Laurel Raczka, executive director of the Painted Bride Art Center, and John Barber, chairman of the board of the nonprofit, are petitioning the court for permission to sell their building. (Emma Lee/WHYY)

The Painted Bride drove home the point that the organization is not the building that houses it. In fact, Raczka argued, the building may be holding it back.

The organization sees its future as more nomadic, collaborating and presenting artists’ work in different spaces all over the city. A building forces it to work downtown, whereas the mission urges it to spread wide.

On the stand, Raczka said 87% of cultural offerings in Philadelphia are located downtown, leaving residents in outlying neighborhoods precious little in terms of arts.

Also, the neighborhood has changed since the Bride bought its building in 1982. What had once been an overlooked part of Old City has since gentrified. The Bride is now surrounded by condos.

“For some people, it’s not easy to come to Old City,”  Raczka said after the hearing. “By taking art to where people live, it makes it more accessible to them.”
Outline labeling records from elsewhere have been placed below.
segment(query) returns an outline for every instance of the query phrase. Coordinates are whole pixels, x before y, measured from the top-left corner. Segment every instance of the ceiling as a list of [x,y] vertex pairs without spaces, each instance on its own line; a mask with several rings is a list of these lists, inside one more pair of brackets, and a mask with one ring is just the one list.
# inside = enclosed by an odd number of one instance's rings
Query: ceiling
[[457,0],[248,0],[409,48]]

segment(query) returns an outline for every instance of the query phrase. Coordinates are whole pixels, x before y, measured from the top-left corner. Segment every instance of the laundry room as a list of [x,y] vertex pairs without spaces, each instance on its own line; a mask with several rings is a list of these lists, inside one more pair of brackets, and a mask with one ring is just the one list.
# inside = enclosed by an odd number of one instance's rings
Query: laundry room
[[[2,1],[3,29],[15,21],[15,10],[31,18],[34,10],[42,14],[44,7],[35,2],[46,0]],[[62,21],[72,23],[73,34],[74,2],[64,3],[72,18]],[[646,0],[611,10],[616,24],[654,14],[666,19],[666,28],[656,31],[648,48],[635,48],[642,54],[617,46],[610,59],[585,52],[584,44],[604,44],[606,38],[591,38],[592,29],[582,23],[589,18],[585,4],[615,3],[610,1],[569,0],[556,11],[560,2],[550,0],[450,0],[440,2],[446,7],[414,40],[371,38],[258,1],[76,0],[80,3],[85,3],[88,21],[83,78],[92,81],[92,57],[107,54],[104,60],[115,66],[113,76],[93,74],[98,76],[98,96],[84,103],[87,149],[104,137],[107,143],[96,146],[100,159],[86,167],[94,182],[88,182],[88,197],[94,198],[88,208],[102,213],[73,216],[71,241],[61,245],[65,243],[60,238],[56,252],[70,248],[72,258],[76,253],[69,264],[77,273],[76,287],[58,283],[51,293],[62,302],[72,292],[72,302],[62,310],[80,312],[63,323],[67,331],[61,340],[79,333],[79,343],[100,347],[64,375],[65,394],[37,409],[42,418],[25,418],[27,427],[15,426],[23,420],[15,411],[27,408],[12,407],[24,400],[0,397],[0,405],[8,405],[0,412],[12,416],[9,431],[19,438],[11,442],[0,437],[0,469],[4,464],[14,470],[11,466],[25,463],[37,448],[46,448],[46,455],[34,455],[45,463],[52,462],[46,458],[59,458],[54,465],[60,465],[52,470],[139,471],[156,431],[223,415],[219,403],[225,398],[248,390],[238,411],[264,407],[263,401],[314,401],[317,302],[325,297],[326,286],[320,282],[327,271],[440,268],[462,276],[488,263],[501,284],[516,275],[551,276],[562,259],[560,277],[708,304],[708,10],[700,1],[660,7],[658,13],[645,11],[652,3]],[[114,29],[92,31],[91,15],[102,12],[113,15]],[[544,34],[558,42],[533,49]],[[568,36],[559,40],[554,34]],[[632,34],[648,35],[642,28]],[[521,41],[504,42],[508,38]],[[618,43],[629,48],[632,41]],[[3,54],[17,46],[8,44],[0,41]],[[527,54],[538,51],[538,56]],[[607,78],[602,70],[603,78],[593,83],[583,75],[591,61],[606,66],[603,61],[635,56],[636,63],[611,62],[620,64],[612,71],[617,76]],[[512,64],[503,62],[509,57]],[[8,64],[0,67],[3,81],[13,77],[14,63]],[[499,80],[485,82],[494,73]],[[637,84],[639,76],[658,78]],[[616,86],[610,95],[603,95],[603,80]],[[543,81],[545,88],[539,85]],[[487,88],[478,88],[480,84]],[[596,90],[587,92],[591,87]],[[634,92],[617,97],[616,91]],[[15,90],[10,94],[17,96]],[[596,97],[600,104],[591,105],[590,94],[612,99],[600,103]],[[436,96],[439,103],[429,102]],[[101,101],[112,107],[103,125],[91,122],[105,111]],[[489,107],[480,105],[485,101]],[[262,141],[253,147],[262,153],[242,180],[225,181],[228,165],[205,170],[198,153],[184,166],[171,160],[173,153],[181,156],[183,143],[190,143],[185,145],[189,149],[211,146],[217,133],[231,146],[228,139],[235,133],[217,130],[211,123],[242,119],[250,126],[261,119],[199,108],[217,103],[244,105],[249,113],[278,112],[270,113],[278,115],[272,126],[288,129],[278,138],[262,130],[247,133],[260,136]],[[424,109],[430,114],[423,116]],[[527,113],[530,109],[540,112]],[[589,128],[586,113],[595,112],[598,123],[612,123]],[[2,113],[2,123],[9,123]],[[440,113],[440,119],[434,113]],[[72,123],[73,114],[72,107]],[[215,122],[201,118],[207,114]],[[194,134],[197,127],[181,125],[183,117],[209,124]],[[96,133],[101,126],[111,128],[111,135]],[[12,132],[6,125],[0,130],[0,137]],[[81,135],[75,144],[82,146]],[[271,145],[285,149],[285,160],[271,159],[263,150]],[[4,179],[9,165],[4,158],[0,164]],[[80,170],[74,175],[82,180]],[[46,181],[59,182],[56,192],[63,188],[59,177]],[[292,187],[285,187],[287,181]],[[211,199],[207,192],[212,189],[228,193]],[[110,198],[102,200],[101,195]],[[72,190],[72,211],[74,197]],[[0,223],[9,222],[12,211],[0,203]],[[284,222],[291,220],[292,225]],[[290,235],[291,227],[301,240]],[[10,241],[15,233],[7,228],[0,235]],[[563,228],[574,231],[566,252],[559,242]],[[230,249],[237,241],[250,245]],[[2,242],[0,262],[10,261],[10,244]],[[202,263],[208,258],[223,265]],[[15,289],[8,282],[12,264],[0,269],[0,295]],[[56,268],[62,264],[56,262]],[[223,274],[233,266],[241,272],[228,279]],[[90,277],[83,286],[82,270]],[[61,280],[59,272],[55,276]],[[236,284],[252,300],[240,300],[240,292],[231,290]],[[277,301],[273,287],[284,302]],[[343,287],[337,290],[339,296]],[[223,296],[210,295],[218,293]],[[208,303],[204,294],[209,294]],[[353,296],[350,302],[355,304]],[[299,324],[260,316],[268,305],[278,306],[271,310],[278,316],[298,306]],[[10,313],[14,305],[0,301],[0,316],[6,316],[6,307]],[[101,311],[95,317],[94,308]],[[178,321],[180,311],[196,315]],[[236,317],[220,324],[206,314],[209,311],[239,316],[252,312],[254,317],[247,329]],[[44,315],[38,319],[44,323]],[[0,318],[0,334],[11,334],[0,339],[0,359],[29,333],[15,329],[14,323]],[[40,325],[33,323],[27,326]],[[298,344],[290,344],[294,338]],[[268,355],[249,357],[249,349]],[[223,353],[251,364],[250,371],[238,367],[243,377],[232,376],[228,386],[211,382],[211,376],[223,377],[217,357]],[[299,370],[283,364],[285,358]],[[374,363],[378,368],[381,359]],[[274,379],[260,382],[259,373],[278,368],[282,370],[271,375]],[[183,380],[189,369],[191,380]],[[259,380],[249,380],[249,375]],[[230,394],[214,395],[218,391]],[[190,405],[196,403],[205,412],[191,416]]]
The $4.85 million revenue from the sale of the building will become an endowment for the Painted Bride. Income from investment return plus fundraising will allow the organization to produce robust programs around the city.

Zagar’s attorney, Jim Moss, tried to pick apart the Bride’s claim that it doesn’t have the resources to maintain the building. He pushed Raczka to itemize the repair list into those elements of the buildings that were absolutely necessary and those that were merely desired.

Attorney Jim Moss is representing artist Isaiah Zagar in the hearing to determine the fate of the Painted Bride. Zagar’s mosaic is wrapped around the building. (Emma Lee/WHYY)

Moss created an alternative narrative for the Bride, in which the cost of maintaining the mosaic mural would not fall onto the nonprofit. Emily Smith, executive director of Philadelphia’s Magic Gardens (another Zagar creation), said her organization is prepared to repair and maintain the mural, free of charge, in perpetuity.

Moss referred several times to a bid by the Lantern Theater Company to buy the building for $2.65 million, which would keep it an arts venue and keep the mosaic mural intact. The Bride’s board had stated in its minutes that the Lantern’s bid was “not competitive,” instead accepting a bid of nearly $5 million from a developer, Groom Investments.

There is no agreement in the pending sale that would restrict Groom Investments from razing the building and its mural.

“You’re relying on the judgment of the board, which is willing to destroy that work of art in order to raise more money for their mission,” said Moss. “That’s what we object to.”

Isaiah Zagar was not present due to an illness. His wife, Julia Zagar, attended the hearing but did not speak.

Isaiah Zagar’s wife Julia attends the hearing on the sale of the Painted Bride. The artist whose mosaic wraps around the building was too sick to attend. (Emma Lee/WHYY)

Moss was also arguing in the interests of an ad hoc opposition group of individuals from the city’s cultural landscape and past board presidents of the Bride. Before the hearing, the group filed a proposal with the judge, asking Carrafiello to dissolve the current Bride board on the basis of incompetence and replace it with one chosen by the opposition group.

The current board chair, John Barber III, called the proposal “spiteful.” “Change brings fear,” he said on the stand. “And fear brings out the ugly in people.”

Moss called to the stand Rick Snyderman, one of the leaders of the opposition group. The owner of the now defunct Snyder-Works gallery on Cherry Street in Old City – two blocks from the Bride – argued that that Bride is, in fact, a physical building and not just a mission.

Snyderman called it an “energy center.” “Without places, you don’t have performances,” he said.

The opposition pulled in some heavy-hitters of the Philadelphia arts scene, including Joan Myers Brown (founder of Philadanco), and Kathleen Foster, curator of American Art at the Philadelphia Museum of Art who described Zagar as a unique Philadelphia treasure, blending Latin folk art traditions with a contemporary sensibility.

“It’s a landmark piece, important to that site,” said Foster. “Destroying artwork is astonishing to me.”